Anlässlich der Übergabe des Positionspapiers an Minister Lauterbach am 22. August 2022 in Hannover erläuterte Kevin Grigorian, Geschäftsbereichsleiter Rettung & Medizinische Dienste in der Bundesgeschäftsstelle: „Im Dialog mit der Politik möchten wir mit unseren Impulsen dazu beitragen, das System so zu verbessern, dass die Versorgung der Patientin oder des Patienten wieder in den Mittelpunkt rückt.“

Thomas Mähnert, Mitglied des Bundesvorstandes der Johanniter-Unfall-Hilfe, hob die Ziele hervor, die mit einer Reform erreicht werden sollten: „Die Patientinnen und Patienten sollen nah an ihren Bedarfen versorgt werden können. Dafür müssen Parallelstrukturen abgebaut werden, indem der Rettungsdienst eine wichtige Lotsenfunktion im Gesundheitswesen einnimmt. Gleichzeitig könnten durch die gezielte Nutzung von Synergien Kosten gesenkt werden.“

Die Lösungsansätze der Johanniter-Unfall-Hilfe im Einzelnen:

1. Etablierung einer Gesundheitsleitstelle mit der Möglichkeit, dem Patienten die geeignete Versorgungsstruktur zuzuweisen, bereits am Telefon telemedizinisch zu unterstützen und bei tatsächlichem Bedarf vor Ort verschiedene Rettungsmittel mit unterschiedlichen Prioritätsstufen zu alarmieren.

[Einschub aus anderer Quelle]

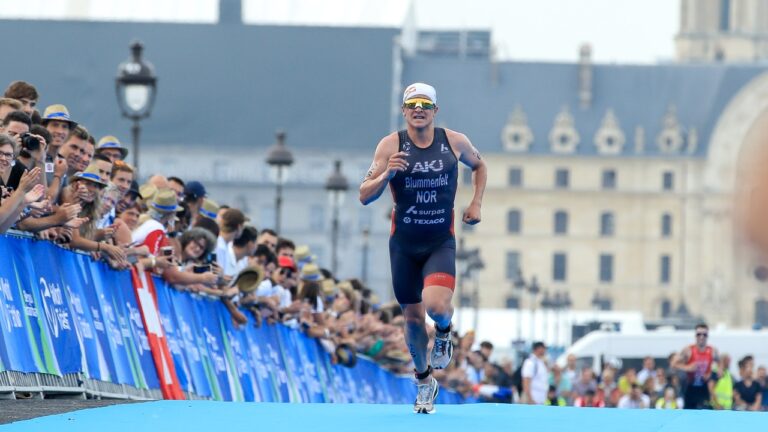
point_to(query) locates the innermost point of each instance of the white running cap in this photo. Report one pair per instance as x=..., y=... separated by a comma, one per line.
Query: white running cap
x=422, y=89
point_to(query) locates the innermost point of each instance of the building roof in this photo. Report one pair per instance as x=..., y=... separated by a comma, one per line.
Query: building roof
x=476, y=97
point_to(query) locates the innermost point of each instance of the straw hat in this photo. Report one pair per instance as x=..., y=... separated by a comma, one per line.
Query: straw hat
x=209, y=208
x=91, y=174
x=249, y=279
x=110, y=141
x=165, y=202
x=57, y=112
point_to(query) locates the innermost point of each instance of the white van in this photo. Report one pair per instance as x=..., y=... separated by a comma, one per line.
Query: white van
x=598, y=347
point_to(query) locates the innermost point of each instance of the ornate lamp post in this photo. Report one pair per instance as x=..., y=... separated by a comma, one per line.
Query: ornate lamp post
x=136, y=87
x=279, y=158
x=337, y=186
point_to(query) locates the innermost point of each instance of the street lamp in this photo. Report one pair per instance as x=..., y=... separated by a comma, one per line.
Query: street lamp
x=366, y=246
x=279, y=157
x=337, y=186
x=547, y=303
x=136, y=87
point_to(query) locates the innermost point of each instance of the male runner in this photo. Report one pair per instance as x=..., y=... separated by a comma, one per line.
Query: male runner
x=420, y=165
x=697, y=360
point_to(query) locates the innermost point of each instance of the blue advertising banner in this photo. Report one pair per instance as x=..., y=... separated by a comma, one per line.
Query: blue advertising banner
x=134, y=333
x=171, y=327
x=100, y=301
x=75, y=315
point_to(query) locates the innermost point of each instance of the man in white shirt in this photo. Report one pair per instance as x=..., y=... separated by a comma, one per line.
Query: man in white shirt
x=230, y=228
x=536, y=375
x=240, y=250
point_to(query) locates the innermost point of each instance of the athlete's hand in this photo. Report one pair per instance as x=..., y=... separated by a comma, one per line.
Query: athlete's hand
x=472, y=214
x=396, y=163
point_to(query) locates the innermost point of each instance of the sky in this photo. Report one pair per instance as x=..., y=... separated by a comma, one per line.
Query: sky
x=620, y=31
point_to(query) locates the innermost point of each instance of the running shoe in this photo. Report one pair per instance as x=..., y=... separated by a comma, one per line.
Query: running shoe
x=425, y=397
x=442, y=350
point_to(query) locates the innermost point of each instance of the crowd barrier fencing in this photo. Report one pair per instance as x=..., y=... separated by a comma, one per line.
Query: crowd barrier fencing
x=73, y=327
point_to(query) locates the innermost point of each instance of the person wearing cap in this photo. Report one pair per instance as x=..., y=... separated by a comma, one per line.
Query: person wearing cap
x=161, y=211
x=240, y=250
x=25, y=93
x=209, y=209
x=420, y=165
x=535, y=374
x=85, y=189
x=110, y=147
x=194, y=194
x=231, y=228
x=58, y=122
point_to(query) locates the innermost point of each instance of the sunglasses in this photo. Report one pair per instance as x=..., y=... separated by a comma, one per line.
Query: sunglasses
x=425, y=104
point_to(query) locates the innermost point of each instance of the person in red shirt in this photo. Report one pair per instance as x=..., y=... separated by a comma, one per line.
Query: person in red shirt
x=697, y=361
x=589, y=400
x=162, y=212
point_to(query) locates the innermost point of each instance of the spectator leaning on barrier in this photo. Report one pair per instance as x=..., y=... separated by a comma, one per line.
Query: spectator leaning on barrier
x=8, y=105
x=535, y=373
x=635, y=399
x=110, y=147
x=230, y=228
x=58, y=122
x=285, y=247
x=194, y=194
x=722, y=384
x=268, y=238
x=25, y=93
x=32, y=153
x=747, y=393
x=241, y=249
x=669, y=400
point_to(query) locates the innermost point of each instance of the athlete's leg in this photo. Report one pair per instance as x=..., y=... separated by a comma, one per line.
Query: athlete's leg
x=439, y=282
x=416, y=336
x=437, y=302
x=407, y=283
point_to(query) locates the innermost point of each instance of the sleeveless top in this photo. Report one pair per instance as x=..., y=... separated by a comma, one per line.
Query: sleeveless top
x=703, y=361
x=424, y=193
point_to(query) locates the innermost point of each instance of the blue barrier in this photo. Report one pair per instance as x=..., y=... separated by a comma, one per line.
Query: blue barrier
x=63, y=313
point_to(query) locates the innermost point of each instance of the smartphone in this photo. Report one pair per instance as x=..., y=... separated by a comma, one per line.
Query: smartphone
x=205, y=268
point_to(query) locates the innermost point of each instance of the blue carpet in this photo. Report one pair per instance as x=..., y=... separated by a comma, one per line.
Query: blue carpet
x=190, y=416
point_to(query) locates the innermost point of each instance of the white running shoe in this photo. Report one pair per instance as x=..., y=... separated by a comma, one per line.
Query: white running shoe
x=442, y=350
x=425, y=397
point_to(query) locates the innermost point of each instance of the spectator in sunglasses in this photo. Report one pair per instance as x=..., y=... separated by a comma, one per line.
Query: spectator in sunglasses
x=696, y=360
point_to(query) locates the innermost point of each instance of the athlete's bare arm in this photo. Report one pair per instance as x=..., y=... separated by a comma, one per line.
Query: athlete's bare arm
x=387, y=161
x=470, y=156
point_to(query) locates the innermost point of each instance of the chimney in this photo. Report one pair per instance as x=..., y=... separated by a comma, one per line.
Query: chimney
x=231, y=12
x=585, y=76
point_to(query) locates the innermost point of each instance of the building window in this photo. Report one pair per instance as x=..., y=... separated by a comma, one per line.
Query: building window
x=607, y=224
x=316, y=217
x=561, y=222
x=668, y=180
x=562, y=178
x=467, y=177
x=666, y=225
x=725, y=15
x=665, y=270
x=516, y=177
x=559, y=267
x=514, y=221
x=606, y=268
x=609, y=179
x=513, y=264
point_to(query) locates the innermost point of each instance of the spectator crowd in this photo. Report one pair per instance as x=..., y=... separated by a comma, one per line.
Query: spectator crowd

2. Präklinische Versorgung muss sektorenübergreifend gedacht werden. Dies bedeutet, dass die Akteure im Gesundheitssystem so vernetzt und in ihren Kompetenzen so ertüchtigt werden, dass sie über ihre aktuellen Arbeitsbereiche hinausreichende Aufgaben erledigen können und so zum Beispiel der Rettungsdienst auch die ambulante Versorgung von Dauerkathetern vor Ort selbst durchführen kann.

3. Anlaufpunkte optimiert. Gegenwärtig darf der Rettungsdienst Patientinnen und Patienten nur in die Kliniken bringen. Dies führt unweigerlich zu einer starken Beanspruchung der dortigen Notaufnahmen. Um diese zu entlasten, sollte der Rettungsdienst stattdessen Menschen mit einfacheren Krankheitsbildern auch in ambulante Strukturen, zum Beispiel Arzt- oder Bereitschaftspraxen oder in andere geeignete Versorgungseinrichtungen, transportieren dürfen.